McHyde had moved from her torso up to her throat and was cutting away with little zipping motions of his right hand. Some of the cuts made a crackling sound that Hazen did not like at all. He fished in his pocket for a cigarette, remembered the no smoking sign, grabbed a nearby jar of Mentholatum instead and dabbed some beneath each nostril, and focused his mind elsewhere: Jayne Mansfield in The Girl Can’t Help It, polka night at the Deeper Elks Lodge, Sundays with a six-pack fishing at Hamilton Lake State Park. Anything but the remains of Sheila Swegg.

“Hmm,” said the M.E. “Will you look at that.”

As quickly as they had come, the pleasant thoughts went away. “What?” Hazen asked.
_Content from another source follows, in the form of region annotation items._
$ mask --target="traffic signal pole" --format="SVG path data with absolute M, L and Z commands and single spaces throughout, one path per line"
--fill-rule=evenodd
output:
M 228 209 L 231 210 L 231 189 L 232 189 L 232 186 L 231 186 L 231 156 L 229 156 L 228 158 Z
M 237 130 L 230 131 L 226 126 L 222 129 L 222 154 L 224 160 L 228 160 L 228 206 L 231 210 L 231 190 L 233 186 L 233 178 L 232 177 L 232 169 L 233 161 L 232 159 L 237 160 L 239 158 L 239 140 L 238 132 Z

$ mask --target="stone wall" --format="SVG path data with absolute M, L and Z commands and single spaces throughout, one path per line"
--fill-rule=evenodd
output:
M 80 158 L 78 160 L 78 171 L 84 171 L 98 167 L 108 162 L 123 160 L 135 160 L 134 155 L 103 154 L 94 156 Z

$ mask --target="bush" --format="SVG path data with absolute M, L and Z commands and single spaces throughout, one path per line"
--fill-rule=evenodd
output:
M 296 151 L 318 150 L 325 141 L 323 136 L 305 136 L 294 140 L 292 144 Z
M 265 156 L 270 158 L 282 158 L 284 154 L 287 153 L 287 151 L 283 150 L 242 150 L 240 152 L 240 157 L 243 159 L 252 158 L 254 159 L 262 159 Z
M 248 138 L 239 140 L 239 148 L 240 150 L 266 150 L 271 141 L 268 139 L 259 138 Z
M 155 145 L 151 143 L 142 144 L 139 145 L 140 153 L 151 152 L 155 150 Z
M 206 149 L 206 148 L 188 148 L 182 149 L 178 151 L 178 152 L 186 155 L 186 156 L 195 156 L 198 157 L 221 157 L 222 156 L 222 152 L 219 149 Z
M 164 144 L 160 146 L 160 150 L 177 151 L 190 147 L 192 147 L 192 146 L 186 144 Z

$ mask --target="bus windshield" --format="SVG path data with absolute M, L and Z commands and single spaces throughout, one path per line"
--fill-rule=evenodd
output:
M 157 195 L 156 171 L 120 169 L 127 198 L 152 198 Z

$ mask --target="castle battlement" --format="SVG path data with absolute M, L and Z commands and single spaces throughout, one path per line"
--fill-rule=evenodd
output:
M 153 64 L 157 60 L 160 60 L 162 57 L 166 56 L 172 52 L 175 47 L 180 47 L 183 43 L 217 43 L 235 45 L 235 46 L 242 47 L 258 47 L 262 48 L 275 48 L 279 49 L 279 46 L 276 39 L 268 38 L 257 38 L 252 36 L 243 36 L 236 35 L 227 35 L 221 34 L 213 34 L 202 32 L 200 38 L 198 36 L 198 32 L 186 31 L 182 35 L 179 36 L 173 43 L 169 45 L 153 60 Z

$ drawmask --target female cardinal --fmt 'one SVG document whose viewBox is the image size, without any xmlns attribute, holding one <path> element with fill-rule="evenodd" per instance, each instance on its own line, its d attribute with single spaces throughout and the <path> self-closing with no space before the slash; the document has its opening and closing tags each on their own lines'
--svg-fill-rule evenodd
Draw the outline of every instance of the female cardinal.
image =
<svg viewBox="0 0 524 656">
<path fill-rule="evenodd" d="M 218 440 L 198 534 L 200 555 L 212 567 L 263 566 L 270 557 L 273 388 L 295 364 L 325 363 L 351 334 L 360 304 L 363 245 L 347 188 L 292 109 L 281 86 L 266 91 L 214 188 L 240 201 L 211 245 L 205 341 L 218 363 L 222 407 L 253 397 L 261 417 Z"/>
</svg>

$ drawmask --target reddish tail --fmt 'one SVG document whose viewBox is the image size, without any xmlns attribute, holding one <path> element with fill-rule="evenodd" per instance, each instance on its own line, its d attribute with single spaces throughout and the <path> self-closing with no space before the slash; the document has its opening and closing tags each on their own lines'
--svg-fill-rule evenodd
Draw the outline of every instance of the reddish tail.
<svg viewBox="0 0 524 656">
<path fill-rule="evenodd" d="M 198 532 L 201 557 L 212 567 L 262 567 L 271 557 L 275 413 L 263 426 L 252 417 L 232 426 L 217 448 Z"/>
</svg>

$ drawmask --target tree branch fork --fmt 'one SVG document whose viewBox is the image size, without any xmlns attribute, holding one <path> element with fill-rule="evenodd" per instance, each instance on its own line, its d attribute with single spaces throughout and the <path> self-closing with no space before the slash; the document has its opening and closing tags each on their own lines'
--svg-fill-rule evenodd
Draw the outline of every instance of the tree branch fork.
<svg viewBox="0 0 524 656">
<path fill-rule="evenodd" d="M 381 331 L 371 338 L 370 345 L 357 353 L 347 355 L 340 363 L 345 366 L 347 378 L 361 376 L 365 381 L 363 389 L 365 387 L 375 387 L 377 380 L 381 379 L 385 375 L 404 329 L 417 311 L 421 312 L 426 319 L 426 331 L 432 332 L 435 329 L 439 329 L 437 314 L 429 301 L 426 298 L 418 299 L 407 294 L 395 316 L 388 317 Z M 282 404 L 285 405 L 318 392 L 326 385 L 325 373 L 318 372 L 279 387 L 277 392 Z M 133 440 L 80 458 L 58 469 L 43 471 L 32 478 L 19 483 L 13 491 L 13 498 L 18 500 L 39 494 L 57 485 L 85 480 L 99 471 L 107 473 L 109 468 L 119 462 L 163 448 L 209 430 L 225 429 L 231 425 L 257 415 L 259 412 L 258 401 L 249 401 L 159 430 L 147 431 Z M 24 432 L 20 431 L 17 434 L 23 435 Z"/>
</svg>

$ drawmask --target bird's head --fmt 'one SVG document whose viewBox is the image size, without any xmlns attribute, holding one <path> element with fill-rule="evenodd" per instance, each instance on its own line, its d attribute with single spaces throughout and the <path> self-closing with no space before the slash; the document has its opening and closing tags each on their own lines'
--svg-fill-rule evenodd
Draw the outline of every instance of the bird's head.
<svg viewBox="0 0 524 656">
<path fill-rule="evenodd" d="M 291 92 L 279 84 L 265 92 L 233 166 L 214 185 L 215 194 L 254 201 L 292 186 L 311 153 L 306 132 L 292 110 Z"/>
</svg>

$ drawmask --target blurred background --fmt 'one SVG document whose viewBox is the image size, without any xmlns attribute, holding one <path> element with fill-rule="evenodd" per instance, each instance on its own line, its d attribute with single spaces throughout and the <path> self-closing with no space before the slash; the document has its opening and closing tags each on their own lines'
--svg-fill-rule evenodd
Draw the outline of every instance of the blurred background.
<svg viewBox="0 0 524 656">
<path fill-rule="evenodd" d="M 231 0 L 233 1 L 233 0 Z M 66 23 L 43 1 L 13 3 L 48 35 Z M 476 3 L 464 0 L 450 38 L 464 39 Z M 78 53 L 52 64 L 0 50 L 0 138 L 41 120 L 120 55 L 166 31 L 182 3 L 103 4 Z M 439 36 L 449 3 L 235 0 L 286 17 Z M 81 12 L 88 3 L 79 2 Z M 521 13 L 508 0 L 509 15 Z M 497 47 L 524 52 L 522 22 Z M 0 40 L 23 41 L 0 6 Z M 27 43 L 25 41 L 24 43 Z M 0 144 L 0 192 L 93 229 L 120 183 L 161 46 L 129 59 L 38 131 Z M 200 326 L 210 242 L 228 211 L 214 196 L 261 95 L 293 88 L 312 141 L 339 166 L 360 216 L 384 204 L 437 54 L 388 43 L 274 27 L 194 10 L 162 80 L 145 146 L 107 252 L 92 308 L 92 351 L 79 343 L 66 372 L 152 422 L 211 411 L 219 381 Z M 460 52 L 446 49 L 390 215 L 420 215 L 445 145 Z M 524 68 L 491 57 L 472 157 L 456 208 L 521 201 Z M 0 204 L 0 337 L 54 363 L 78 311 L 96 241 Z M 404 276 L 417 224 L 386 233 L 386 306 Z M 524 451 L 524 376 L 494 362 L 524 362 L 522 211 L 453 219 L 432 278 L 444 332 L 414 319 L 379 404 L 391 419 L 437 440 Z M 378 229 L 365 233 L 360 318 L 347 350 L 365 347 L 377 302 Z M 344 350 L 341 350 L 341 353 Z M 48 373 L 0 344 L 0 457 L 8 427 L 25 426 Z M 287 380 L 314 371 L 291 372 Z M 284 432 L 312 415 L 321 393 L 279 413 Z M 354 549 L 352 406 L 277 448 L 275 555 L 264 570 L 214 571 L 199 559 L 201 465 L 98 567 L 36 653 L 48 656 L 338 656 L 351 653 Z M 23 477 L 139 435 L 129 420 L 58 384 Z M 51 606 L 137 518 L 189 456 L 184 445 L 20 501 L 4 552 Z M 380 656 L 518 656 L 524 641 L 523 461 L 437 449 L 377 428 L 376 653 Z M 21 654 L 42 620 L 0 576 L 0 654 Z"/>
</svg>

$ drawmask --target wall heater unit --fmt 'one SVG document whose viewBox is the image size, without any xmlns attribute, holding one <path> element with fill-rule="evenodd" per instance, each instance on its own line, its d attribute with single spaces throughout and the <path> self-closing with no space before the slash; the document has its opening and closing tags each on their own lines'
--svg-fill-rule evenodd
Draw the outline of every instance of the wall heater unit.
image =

“As I suspected. Broken hyoid bone. Make that shattered hyoid bone. There were very faint bruises on her neck and this confirms it.”

“Strangled?”

“Not exactly. Neck grasped and broken with a single twist. She died of a severed spinal column before she could strangle.”

Cut, cut, cut.

“The force was tremendous. Look at this. The cricoid cartilage is completely separated from both the thyroid cartilage and the lamina. I’ve never seen anything like it. The tracheal rings are crushed. The cervical vertebrae are broken in, let me see, four places. Five places.”

“I believe you, Doc,” Hazen said, his eyes averted.

The doctor looked up, smiled. “First autopsy, eh?”

Hazen felt a swell of irritation. “Of course not,” he lied.

“Hard to get used to, I know. Especially when they start to get a little ripe. Summertime’s not good. Not good at all.”